Travailler à partir d'exemples : politique et tissage

par Maryse Emel

  Etude du texte suivant :

L’ÉTRANGER — Que pourrions-nous donc prendre comme exemple qui comportât le même genre d’activité que la politique et qui, comparé à elle, nous mettrait à même, en dépit de sa petitesse, de découvrir ce que nous cherchons. Au nom de Zeus, veux-tu, Socrate, si nous n’avons rien d’autre sous la main, que nous choisissions le tissage, et encore, si tu n’as pas d’objections, pas tout le tissage; car nous aurons peut-être assez du tissage des laines; il se peut, en effet, que la partie que nous aurons choisie nous donne le témoignage que nous voulons.

SOCRATE LE JEUNE —Pourquoi pas

L’ÉTRANGER —Oui, pourquoi, ayant divisé précédemment chaque sujet, en en coupant successivement les parties en parties, ne ferions-nous pas à présent la même chose pour le tissage, et que ne parcourons-nous cet art tout entier le plus brièvement possible, pour revenir vite à ce qui peut servir à notre présente recherche?

SOCRATE LE JEUNE —Que veux-tu dire?

L’ÉTRANGER —Ma réponse sera l’exposé même que je vais te faire.

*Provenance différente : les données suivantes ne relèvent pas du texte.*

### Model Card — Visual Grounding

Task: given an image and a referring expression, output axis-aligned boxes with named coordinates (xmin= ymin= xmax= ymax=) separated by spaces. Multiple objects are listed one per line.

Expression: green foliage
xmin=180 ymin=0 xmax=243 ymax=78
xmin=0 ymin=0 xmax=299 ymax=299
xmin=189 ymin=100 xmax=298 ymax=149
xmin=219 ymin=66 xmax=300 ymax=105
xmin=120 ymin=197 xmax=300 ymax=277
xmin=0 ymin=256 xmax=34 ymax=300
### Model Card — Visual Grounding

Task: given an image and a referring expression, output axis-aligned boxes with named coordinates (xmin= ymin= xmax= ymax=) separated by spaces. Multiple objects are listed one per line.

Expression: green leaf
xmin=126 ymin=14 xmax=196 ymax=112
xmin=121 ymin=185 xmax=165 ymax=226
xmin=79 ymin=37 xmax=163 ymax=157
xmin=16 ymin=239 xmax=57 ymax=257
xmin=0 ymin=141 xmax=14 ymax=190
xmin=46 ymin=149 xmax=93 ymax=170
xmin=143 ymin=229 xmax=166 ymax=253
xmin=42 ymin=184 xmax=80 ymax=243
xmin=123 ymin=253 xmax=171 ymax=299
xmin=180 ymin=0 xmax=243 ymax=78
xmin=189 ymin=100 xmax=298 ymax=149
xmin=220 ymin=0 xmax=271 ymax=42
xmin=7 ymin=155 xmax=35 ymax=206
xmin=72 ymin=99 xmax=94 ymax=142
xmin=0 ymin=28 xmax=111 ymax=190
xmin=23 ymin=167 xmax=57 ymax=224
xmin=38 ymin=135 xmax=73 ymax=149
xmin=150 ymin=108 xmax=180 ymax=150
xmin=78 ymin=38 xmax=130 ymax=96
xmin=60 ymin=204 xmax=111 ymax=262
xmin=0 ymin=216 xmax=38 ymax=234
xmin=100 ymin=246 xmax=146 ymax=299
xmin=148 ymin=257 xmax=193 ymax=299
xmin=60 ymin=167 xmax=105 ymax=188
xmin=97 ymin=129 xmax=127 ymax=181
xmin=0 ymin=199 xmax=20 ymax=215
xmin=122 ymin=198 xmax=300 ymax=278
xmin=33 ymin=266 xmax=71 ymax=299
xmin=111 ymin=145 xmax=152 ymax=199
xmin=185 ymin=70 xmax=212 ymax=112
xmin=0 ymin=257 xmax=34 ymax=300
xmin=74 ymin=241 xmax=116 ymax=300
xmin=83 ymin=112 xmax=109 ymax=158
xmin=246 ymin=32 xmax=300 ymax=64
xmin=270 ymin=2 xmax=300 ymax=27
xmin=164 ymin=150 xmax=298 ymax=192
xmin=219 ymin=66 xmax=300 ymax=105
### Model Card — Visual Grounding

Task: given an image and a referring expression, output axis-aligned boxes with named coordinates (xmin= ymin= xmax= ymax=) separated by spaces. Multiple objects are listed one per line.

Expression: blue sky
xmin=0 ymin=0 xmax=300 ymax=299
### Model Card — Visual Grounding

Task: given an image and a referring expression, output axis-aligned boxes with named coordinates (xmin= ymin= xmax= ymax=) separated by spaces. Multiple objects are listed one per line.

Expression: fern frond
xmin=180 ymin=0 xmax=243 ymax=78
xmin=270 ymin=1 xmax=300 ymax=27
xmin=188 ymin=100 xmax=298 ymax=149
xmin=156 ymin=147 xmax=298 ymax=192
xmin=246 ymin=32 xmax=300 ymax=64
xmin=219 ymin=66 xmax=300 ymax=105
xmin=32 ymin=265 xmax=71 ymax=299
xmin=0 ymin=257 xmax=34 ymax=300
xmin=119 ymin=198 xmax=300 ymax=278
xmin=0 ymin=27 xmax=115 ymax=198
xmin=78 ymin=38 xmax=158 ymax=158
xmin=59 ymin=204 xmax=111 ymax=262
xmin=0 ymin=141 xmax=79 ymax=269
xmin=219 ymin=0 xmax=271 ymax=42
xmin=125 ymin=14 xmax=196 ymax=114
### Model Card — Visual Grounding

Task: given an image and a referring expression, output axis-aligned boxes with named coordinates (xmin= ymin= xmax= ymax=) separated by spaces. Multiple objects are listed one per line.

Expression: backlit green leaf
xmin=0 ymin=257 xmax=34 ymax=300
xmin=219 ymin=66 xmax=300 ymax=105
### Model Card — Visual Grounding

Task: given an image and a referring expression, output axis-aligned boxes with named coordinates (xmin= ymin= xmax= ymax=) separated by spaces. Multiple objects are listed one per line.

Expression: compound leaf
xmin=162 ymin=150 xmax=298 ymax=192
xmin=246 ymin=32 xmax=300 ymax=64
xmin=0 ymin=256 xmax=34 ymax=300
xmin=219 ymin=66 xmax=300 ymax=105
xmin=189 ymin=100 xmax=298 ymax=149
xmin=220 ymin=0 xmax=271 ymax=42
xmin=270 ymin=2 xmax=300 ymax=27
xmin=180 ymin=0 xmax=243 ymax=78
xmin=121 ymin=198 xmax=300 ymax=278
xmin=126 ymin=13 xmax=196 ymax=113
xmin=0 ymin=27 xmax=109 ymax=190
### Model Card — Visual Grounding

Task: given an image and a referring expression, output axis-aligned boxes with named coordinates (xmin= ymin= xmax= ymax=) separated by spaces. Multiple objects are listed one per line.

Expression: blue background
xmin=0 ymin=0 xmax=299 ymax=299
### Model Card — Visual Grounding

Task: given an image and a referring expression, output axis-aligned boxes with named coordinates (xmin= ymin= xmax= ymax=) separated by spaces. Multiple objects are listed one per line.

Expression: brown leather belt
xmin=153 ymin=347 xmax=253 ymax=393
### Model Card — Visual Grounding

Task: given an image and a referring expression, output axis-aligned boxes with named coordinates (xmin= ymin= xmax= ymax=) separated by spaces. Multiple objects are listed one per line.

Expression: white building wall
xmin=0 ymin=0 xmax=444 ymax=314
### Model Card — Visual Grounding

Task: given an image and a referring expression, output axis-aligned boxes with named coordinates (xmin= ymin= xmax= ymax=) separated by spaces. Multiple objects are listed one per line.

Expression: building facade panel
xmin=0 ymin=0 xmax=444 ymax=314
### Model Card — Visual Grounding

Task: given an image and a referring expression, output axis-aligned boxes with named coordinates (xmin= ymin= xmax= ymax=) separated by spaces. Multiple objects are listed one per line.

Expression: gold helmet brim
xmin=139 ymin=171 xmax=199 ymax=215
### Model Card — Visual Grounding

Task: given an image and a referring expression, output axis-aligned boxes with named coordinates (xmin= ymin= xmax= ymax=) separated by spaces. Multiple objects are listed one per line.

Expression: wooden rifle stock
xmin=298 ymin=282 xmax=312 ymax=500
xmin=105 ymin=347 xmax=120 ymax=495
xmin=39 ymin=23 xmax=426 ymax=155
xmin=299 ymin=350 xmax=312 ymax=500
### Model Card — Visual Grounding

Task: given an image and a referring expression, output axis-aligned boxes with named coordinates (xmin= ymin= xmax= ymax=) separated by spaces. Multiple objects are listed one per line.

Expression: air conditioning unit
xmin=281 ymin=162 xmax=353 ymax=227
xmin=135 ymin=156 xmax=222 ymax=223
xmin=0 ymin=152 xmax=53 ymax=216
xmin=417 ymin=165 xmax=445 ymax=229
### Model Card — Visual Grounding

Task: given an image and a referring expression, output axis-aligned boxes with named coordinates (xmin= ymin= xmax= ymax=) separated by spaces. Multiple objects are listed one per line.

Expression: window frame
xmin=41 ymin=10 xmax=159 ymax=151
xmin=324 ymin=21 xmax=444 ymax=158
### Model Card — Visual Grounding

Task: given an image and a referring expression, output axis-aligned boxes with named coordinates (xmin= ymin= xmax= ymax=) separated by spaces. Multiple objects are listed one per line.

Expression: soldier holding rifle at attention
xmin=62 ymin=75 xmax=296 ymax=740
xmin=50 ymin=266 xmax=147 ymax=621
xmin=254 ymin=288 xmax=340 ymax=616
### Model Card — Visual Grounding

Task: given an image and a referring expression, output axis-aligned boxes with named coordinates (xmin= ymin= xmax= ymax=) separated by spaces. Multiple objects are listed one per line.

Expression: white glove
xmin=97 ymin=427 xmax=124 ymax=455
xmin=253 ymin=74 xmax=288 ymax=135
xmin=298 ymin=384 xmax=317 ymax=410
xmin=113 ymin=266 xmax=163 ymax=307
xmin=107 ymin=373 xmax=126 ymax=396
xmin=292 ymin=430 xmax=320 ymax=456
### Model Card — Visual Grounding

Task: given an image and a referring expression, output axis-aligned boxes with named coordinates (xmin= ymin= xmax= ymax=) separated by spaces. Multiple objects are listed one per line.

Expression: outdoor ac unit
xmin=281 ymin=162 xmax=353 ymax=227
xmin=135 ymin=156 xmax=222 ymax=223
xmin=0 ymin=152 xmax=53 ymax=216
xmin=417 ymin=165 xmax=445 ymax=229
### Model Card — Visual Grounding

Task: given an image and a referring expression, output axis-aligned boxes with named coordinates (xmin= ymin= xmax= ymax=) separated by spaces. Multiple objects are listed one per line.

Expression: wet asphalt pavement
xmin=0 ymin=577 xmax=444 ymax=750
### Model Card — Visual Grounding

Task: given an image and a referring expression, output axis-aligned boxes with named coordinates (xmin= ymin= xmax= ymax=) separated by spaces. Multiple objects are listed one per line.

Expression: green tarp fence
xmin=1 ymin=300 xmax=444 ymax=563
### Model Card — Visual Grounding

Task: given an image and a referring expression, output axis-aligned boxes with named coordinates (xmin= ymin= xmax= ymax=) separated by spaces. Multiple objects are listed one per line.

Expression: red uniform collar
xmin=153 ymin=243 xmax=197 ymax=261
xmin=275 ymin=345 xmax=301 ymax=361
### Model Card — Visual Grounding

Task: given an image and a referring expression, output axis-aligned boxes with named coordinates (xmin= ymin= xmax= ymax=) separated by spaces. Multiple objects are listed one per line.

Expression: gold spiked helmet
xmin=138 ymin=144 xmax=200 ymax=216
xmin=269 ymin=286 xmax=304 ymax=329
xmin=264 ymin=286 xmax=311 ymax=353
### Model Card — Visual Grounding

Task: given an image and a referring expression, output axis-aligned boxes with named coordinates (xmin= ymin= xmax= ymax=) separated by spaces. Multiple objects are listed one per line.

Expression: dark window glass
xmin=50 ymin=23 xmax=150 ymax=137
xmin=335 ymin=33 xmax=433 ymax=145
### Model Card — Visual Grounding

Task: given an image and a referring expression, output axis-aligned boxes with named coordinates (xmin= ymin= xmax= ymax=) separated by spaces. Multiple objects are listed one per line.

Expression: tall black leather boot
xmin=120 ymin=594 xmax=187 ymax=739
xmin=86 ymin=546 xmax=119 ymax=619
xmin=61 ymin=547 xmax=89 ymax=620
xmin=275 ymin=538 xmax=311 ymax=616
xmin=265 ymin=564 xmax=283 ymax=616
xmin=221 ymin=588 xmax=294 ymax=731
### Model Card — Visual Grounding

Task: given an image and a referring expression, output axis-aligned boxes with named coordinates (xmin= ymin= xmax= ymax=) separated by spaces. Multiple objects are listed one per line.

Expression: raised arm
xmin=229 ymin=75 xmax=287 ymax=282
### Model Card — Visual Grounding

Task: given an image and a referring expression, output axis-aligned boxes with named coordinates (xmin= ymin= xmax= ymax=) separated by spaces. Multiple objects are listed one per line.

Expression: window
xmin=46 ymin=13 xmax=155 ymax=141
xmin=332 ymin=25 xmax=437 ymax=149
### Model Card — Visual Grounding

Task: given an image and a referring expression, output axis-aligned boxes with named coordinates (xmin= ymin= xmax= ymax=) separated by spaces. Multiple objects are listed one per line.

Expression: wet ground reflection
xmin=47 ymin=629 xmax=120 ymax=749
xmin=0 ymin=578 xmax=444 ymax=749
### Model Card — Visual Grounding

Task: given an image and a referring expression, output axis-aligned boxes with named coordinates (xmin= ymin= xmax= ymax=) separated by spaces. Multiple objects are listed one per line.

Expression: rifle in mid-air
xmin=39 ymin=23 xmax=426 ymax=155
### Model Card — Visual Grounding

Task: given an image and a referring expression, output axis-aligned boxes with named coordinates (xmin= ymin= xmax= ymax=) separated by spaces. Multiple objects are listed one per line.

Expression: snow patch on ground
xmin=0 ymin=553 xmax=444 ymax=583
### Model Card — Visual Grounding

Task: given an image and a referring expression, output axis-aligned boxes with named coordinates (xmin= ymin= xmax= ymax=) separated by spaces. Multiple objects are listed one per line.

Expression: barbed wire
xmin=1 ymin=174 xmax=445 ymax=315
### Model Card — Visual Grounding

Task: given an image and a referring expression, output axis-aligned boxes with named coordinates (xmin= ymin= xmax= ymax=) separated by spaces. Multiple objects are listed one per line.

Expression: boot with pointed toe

SOCRATE LE JEUNE —C’est fort bien dit.

L’ÉTRANGER —Eh bien donc, toutes les choses que nous fabriquons ou acquérons ont pour but, ou de faire quelque chose, ou de nous préserver de souffrir. Les préservatifs sont ou des antidotes ‘soit divins soit humains, ou des moyens de défense. Les moyens de défense sont, les uns des armures de guerre, les autres des abris. Les abris sont ou des voiles contre la lumière ou des défenses contre le froid et la chaleur. Les défenses sont des toitures ou des étoffes. Les étoffes sont des tapis qu’on met sous soi ou des enveloppes. Les enveloppes sont faites d’une seule pièce ou de plusieurs. Celles qui sont faites de plusieurs pièces sont, les unes piquées, les autres assemblées sans couture. Celles qui sont sans couture sont faites de nerfs de plantes ou de crins. Parmi celles qui sont faites de crins, les unes sont collées avec de l’eau et de la terre, les autres attachées sans matière étrangère. C’est à ces préservatifs et à ces étoffes composés de brins liés entre eux que nous avons donné le nom de vêtements. Quant à l’art qui s’occupe spécialement des vêtements, de même que nous avons tantôt appelé politique celui qui a soin de l’Etat, de même nous appellerons ce nouvel art, d’après son objet même, art vestimentaire. Nous dirons en outre que le tissage, en tant que sa partie la plus importante se rapporte, nous l’avons vu, à la confection des habits, ne diffère que par le nom de cet art vestimentaire, tout comme l’art royal, de l’art politique, ainsi que nous l’avons dit tout à l’heure.

SOCRATE LE JEUNE —Rien de plus juste.

L’ÉTRANGER —Observons maintenant qu’on pourrait croire qu’en parlant ainsi de l’art de tisser les vêtements, nous l’avons suffisamment défini; mais il faudrait pour cela être incapable de voir qu’il n’a pas encore été distingué des arts voisins qui sont ses auxiliaires, bien qu’il ait été séparé de plusieurs autres qui sont ses parents.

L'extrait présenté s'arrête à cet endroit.